I really thought I knew what physical pain felt like. I’d break a sweat running up to the third floor of the Humanities building; I’d sprint across campus, 50 minutes late to my SRP class; I’d drag myself up and down the Colony stairs during the intramural crew triathlons.

Nothing compares to one day this winter, when I learned that physical pain can stretch farther than I previously ever imagined it to be. I was so ready, hyped, and excited for the first rapid interval session of off-season: an 8 times two minute sprint, on the worst machine humankind has ever made—the erg. Why I joined winter rowing, I guess I simply wanted to cut down my erg scores. The lake had frozen over, the temperature was dropping like llamas off a cliff, and my rock climbing sport for winter had just been canceled. Thus, I asked my coach. “What do you think about winter erging? Should I join?” “I think you’d enjoy it,” she said. You know, it’s so funny how you really don’t know what you’re getting yourself into, until you experience it, flesh and blood.

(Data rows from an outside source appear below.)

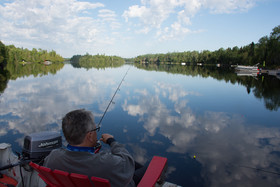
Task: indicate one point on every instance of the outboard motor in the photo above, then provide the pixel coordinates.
(38, 145)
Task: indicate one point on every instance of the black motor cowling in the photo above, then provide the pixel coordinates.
(39, 145)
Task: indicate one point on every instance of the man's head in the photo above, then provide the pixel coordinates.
(77, 127)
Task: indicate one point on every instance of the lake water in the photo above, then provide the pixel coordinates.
(229, 123)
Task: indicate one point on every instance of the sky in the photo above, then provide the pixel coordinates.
(129, 28)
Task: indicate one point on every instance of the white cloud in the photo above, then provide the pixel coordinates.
(157, 14)
(81, 25)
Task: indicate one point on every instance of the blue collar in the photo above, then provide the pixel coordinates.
(80, 149)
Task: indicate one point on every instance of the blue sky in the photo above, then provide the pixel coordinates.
(129, 28)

Yes, flesh and blood. We’re all panting as the 5th of 8 intervals starts in less than 30 seconds. My faith in finishing this piece is wavering like a pendulum; my back hurts, my lungs hurt, my eyes hurt, it’s cold, it’s sweaty, it’s stuffy, the sun is blinding, the wind bites at every inch of bare skin, and the sky glooms over in cloudy whiteness. I experience the pinnacle of all my muscle fibers’ screams of pain, reminding me that I’m halfway through. Only halfway! All this effort for half of the hellish workout—would it be humanly possible to scrape up enough watts to even pull on that rusty chain for another second? On second thought, the chain shouldn’t even be rusty. What a terrible condition, Choate needs to replace her ergs. Deerfield has all those wonderful ergs lined up in pristine condition—

Thump. A hard slap wakes me up from all trailing thoughts. “Come on, you can do this! We’re starting!” It’s my erg neighbor, SK, equally exhausted as I am, light flickering in her eyes. “YEAHH!” I shout, attempting to gather confidence. In all honesty, though, the crippling fear of crumbling under the intense discomfort and pain that is to come is overwhelming. But I also know that I am capable, and my teammates left and right to me are “in the same boat” as myself. Pulling that split. Taking down that score. Am I really physically capable? What if I just die? Come on, Jewon; negative thoughts won’t take you anywhere. With a deep breath, I grip the blue, plastic handle, still slick with sweat from the last interval. Mmmph, my back almost seems to groan. A crack, a stretch, and my burning muscles scrunch to push against the sliding seat. The interval has started!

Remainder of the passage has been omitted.